Il presidente Donald Trump ha inviato segnali contrastanti sul potenziale di un intervento militare degli Stati Uniti in Venezuela, respingendo i discorsi di “guerra” ma minacciando il leader del paese sudamericano.
Durante un’intervista alla CBS, rilasciata domenica, il presidente ha avvertito che i giorni del presidente Nicholas Maduro sono contati. Il commento è arrivato nel contesto di un accumulo di unità militari statunitensi nei Caraibi, dove gli Stati Uniti hanno condotto numerosi attacchi su presunte navi trafficanti di droga che secondo funzionari e studiosi delle Nazioni Unite sono in chiara violazione del diritto statunitense e internazionale.
Alla domanda se gli Stati Uniti entreranno in guerra contro il Venezuela, Trump ha risposto: “Ne dubito. Non credo”.
Tuttavia, quando gli è stato chiesto se i giorni di Maduro come presidente fossero contati, il presidente ha risposto: “Direi di sì. Penso di sì”.
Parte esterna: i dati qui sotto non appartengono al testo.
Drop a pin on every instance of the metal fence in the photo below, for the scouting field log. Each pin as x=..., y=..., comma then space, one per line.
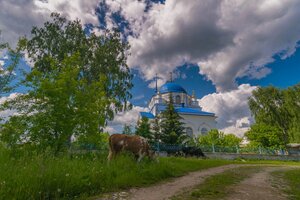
x=173, y=149
x=169, y=148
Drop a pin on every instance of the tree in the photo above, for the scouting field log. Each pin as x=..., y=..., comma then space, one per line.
x=218, y=138
x=231, y=140
x=213, y=137
x=265, y=136
x=156, y=129
x=7, y=73
x=127, y=130
x=172, y=129
x=292, y=104
x=76, y=84
x=143, y=128
x=268, y=108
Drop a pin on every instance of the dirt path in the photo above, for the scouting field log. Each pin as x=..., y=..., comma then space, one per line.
x=256, y=187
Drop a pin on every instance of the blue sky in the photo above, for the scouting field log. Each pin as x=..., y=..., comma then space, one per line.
x=222, y=50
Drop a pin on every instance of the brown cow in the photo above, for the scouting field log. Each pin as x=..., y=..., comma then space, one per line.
x=135, y=144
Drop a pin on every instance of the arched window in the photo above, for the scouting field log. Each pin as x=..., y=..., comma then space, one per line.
x=177, y=99
x=189, y=131
x=204, y=131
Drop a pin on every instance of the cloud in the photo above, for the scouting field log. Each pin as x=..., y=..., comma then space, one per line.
x=1, y=64
x=129, y=117
x=7, y=113
x=227, y=39
x=231, y=109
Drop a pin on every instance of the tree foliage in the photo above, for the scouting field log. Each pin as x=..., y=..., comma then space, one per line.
x=77, y=83
x=267, y=106
x=218, y=138
x=265, y=136
x=7, y=72
x=172, y=129
x=278, y=108
x=156, y=129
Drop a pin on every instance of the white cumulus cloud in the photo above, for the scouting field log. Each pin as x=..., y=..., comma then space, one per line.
x=227, y=39
x=231, y=108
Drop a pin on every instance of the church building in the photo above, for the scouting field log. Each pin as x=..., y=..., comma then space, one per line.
x=196, y=121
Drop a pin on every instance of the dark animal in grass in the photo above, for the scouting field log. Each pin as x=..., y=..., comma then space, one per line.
x=134, y=144
x=193, y=151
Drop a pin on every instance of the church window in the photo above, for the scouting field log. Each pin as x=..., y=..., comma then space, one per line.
x=177, y=99
x=204, y=131
x=189, y=131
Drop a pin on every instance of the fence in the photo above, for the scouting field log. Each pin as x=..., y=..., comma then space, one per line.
x=221, y=149
x=173, y=149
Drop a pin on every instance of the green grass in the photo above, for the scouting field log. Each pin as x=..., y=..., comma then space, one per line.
x=218, y=186
x=44, y=176
x=292, y=179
I media statunitensi hanno riferito che Washington sta pianificando attacchi contro installazioni militari in Venezuela come parte della sua guerra contro il “narcoterrorismo”.
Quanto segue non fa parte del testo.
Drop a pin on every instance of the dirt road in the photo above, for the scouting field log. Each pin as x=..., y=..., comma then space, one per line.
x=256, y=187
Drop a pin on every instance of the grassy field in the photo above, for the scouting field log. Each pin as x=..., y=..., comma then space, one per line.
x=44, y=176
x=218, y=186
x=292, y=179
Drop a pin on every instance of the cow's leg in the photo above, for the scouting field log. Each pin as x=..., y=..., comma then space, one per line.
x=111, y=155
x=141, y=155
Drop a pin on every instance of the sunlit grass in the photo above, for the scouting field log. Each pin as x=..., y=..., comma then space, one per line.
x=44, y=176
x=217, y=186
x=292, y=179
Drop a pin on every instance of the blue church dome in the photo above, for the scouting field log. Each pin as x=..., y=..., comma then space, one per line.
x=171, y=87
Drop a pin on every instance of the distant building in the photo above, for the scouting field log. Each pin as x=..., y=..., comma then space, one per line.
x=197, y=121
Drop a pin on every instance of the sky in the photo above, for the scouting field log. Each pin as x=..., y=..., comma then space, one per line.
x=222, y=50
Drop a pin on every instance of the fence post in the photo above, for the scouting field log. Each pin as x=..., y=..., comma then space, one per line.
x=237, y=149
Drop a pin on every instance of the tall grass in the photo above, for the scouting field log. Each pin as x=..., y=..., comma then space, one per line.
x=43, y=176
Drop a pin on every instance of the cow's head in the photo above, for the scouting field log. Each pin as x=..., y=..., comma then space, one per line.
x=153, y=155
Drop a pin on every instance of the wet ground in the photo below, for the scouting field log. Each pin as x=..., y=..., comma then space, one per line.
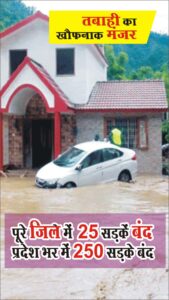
x=148, y=194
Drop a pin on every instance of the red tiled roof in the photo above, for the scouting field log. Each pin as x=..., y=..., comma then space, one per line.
x=52, y=83
x=127, y=95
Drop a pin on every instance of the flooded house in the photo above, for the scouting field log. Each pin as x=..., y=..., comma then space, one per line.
x=54, y=96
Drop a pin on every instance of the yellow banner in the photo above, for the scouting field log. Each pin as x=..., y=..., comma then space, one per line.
x=100, y=27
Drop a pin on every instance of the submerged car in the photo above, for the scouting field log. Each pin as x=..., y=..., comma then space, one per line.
x=87, y=164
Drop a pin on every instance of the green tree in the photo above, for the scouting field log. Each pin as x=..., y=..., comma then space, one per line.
x=13, y=11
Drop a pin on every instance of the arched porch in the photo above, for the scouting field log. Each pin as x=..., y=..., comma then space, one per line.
x=30, y=118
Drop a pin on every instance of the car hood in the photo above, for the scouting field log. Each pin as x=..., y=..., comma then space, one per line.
x=52, y=171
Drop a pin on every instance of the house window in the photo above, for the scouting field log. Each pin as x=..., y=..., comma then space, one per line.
x=134, y=131
x=65, y=61
x=16, y=57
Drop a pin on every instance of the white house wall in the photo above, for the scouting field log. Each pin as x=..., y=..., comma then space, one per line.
x=26, y=77
x=34, y=38
x=5, y=140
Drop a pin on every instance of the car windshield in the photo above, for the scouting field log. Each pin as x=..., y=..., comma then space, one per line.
x=70, y=157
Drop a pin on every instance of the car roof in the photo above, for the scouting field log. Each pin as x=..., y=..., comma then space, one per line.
x=95, y=145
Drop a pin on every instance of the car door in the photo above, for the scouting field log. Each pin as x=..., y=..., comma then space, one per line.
x=112, y=163
x=91, y=171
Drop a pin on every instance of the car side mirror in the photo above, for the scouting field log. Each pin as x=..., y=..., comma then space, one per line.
x=79, y=167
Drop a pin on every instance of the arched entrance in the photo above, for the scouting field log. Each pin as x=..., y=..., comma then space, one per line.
x=30, y=117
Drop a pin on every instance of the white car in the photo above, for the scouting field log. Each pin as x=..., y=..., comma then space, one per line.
x=87, y=164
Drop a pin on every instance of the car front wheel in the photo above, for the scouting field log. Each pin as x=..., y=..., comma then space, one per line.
x=69, y=185
x=124, y=176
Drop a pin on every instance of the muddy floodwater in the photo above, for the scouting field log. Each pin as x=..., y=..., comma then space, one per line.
x=147, y=194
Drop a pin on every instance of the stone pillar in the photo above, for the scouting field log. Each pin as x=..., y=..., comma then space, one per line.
x=1, y=141
x=57, y=134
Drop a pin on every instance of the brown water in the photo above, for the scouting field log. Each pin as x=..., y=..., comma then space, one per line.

Trump sembra negare che stia pianificando attacchi all’interno del Venezuela, anche se non ha escluso del tutto l’idea.
“Non sarei propenso a dire che lo farei”, ha detto. “Non vi dirò cosa farò con il Venezuela”.
“Uccisioni extragiudiziali”
Maduro, che rischia di essere incriminato negli Stati Uniti per traffico di droga, ha accusato Washington di usare un’offensiva sulla droga come pretesto per “imporre un cambio di regime” a Caracas per impossessarsi del petrolio venezuelano.
Nelle ultime settimane l’esercito americano ha effettuato più di una dozzina di attacchi contro navi nei Caraibi e nel Pacifico, uccidendo almeno 65 persone. La campagna ha suscitato critiche da parte dei governi di tutta la regione.
Il capo delle Nazioni Unite per i diritti umani Volker Turk e i gruppi per i diritti umani affermano che gli attacchi, iniziati all’inizio di settembre, equivalgono a “uccisioni extragiudiziali” anche se prendono di mira noti trafficanti.
Washington deve ancora rendere pubblica alcuna prova che i suoi obiettivi contrabbandassero narcotici o rappresentassero una minaccia per gli Stati Uniti.